Burbot: Ecology, Management, and Culture

Some Effects of Freezing Techniques on Burbot Meat

Martin A. Stapanian and Yukio Kakuda

doi: https://doi.org/10.47886/9781888569988.ch18

Abstract.—Burbot Lota lota meat is nutritious and low in fat, and burbot liver oil is high in vitamins. However, burbot is not popular as a food fish in much of North America due to its appearance and because the meat has a relatively short shelf life. We present results from sensory panels on fried burbot meat that had been frozen and stored for 5 months with three methods: (1) dipping meat in liquid nitrogen, followed by storage at –80°C; (2) direct storage at –80°C; and (3) direct storage at –18°C. Panelists scored fried samples for tenderness, juiciness, fishy flavor, and overall desirability.

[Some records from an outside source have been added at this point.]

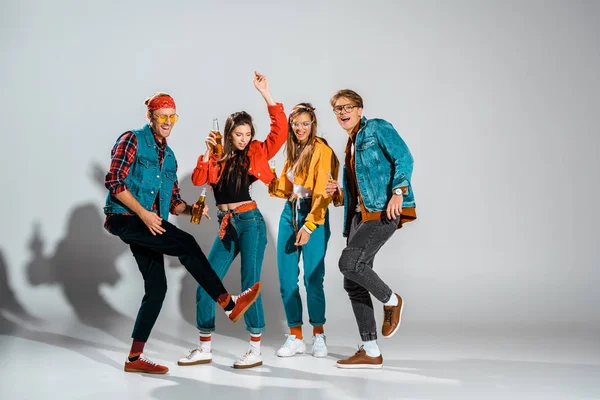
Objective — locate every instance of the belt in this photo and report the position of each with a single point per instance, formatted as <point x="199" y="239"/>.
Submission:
<point x="239" y="209"/>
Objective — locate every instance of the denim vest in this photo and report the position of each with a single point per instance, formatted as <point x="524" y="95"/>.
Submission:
<point x="383" y="162"/>
<point x="146" y="179"/>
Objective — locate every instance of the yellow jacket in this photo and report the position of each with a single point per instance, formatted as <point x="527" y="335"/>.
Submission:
<point x="321" y="165"/>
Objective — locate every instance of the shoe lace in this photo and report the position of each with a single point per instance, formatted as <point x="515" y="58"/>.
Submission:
<point x="289" y="341"/>
<point x="319" y="340"/>
<point x="360" y="348"/>
<point x="245" y="292"/>
<point x="192" y="352"/>
<point x="247" y="354"/>
<point x="144" y="359"/>
<point x="387" y="315"/>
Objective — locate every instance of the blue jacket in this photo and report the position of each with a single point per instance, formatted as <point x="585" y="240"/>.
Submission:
<point x="146" y="178"/>
<point x="383" y="163"/>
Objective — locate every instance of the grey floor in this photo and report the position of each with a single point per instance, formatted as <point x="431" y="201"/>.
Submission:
<point x="67" y="359"/>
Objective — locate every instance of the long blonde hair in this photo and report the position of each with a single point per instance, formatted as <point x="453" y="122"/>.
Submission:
<point x="296" y="153"/>
<point x="301" y="155"/>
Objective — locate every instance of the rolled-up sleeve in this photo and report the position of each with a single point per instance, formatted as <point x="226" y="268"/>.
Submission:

In addition, texture (peak force at maximum compression and work performed) and color (lightness and a- and b-hues) of uncooked, defrosted meat (anterior and posterior sections, with and without skin removed) were measured instrumentally. Fried samples that had been directly stored at –80°C were scored by panelists as most tender, most juicy, and most desirable overall. Panelists also scored fried samples that had been directly stored at –80°C as less fishy tasting than samples frozen at –18°C. Freezing method, section of fillet, and presence/absence of skin had no effect on either texture variable or on any color variable measured. Posterior sections of burbot meat had higher levels of a-hue and b-hue than anterior sections. The relatively intermediate values of overall desirability combined with the results from other studies suggest that prepared products from frozen burbot meat may be better suited for commercial sale than frozen fillets.